Survey Highlights Security Failings
N
N
0Overall Score

Communications specialist Integ surveyed 200 medium to large corporate and Government users on a national roadshow held in late 2005. While the results might lean slightly toward organisations with a healthy interest in VoIP, the results of the survey are interesting.

Integ worked out that 97 per cent of these organisations didn’t have adequate security measures in place when they implement IP Telephony. Those that did have taken a much more strategic approach with long-term plans that cover systems processes and policies from the switch and router level right through to password control.

Of the 200, 65 per cent are already running VoIP trials and most of those (44% overall) will complete their deployment within the next two years. When it came to the security questions it gets really interesting. Only 25 per cent of the potential adopters of IP Telephony recognised security as their biggest concern, yet 57 per cent reported frequent breaches to the security of their data networks. Integ classified frequent as more than two per year.

The there’s the fact that 93 per cent reported they had anti-virus solutions in place, but 48 per cent reported they had been affected by virus attack. It is interesting to note that more than 15 per cent indicated these breaches caused significant or extensive damage to their business operations.

Despite all this a staggering 33 per cent of these large to medium private and government organizations had either never undertaken a security audit of their networks or hadn’t done one for more than a year.

“Despite the concerns about IP Telephony security, there appears to be a real lack of understanding about what the threats are and how to guard against them,” said Ian Poole, CEO, Integ.

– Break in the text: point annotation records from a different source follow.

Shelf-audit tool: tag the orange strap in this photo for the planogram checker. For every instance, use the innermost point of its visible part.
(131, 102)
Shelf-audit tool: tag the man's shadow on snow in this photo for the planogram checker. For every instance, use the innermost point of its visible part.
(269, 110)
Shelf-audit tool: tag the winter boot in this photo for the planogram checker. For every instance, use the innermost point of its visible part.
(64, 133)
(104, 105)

“When you move voice onto a single data network it naturally becomes exposed to increased security threats. For example a Denial of Service attack which may have previously disrupted data services, can significantly impact an organisation’s entire voice network. This is unacceptable for day-to-day business communications,” continued Poole.

“Companies need to think about IP Telephony security as part of their broader IT security strategy. This means identifying the points of the network that are vulnerable to attack and undertaking effective security measures, preferably prior to the adoption of IP Telephony systems, and on an ongoing basis,” said Poole.

Integ’s Six steps to IP Telephony Security

1.      Securing handsets and soft phones
2.      Securing PBX and call management systems
3.      Securing switches and routers
4.      Securing LAN and WAN
5.      Securing desktops and servers
6.      Securing knowledge

“In simple terms, if an organisation identifies and manages security effectively across these six areas, then they should be able to guard themselves against potential threats, realise enhanced network performance and reduce deployment costs,” said Poole.